Well, at least the Brits are starting to get it right. British Prime Minister Rishi Sunak ended the European “consensus” on climate folly yesterday. In short order, he rolled back the phasing out of gas boilers, announced a five-year delay in the 2030 ban on gas and diesel cars, and denounced “costs that no one was ever really told about and which may not actually be necessary.”
Sunak gutsily challenged the assumption that purveyors of climate extremism hold the moral high ground.

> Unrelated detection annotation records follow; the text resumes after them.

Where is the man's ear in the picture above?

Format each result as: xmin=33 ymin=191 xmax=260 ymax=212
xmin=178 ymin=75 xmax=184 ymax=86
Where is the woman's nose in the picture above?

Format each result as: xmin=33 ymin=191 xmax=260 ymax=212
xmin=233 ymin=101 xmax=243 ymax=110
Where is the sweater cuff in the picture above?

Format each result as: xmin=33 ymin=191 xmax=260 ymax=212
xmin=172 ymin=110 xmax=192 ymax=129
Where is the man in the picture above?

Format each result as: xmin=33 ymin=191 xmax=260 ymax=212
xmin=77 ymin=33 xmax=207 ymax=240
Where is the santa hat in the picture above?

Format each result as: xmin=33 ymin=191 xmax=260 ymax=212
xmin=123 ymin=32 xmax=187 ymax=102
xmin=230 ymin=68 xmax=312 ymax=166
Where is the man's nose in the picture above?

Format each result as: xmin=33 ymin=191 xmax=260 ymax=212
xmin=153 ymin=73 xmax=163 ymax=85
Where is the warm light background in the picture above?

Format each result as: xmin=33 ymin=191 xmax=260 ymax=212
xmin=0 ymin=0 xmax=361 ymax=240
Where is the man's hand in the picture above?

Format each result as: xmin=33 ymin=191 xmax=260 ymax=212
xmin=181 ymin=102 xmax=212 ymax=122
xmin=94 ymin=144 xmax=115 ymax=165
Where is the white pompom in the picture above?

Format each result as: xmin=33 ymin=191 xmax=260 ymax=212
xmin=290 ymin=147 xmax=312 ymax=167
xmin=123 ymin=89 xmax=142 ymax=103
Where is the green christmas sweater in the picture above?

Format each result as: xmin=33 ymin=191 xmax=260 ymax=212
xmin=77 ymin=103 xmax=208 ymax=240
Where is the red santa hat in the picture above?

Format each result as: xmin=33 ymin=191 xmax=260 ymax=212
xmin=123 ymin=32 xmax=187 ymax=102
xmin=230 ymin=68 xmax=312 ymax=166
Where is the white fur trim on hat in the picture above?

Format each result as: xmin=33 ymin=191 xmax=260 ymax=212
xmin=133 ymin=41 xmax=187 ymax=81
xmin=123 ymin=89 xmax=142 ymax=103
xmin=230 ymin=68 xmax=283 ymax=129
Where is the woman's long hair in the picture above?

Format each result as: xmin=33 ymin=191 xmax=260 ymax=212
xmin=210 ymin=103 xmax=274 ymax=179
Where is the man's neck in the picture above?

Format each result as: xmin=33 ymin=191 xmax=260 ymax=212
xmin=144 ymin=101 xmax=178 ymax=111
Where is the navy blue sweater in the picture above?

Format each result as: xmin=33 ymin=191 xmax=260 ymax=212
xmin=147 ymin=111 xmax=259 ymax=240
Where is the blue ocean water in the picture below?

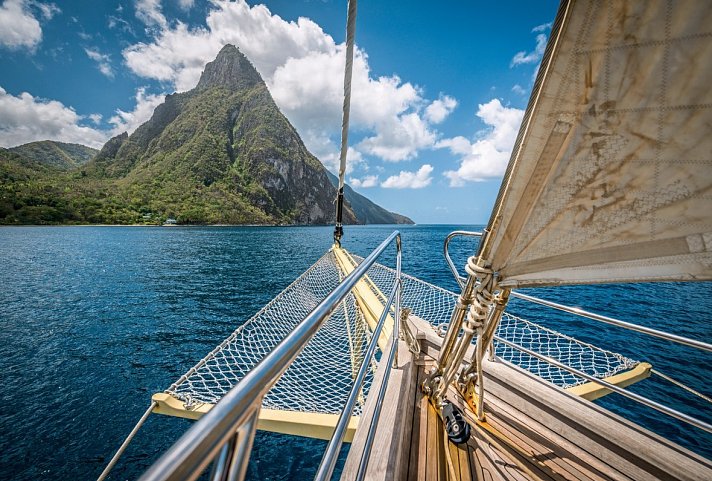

When a BBC reporter asked him if his decisions put him on the “wrong side of history,” the Prime Minister said it was his critics who must “justify to all of those families up and down the country why it’s right for them to find £5,000, £10,000, £15,000.”
Climate activists were horrified.
The BBC’s stream of Sunak’s speech came with a health warning that it “contains language which may offend.” Former Prime Minister Boris Johnson – one of the worst UK leaders since Neville Chamberlin – fumed that Sunak is giving up the fight against global warming.
Rishi faces an election in just over the year and is betting that exhausted voters are unwilling to pay a massive climate “tax” to achieve arbitrary green targets. The free market is the way to do that (see above). Britain’s emissions have fallen by 49 percent since 1990, despite the economy growing by 75 percent during the same period.
We have been critical of Sunak in the past, but he is turning out to be the voice of sanity on climate change among world leaders. How sad that the least sane voice on climate change is sitting in the White House.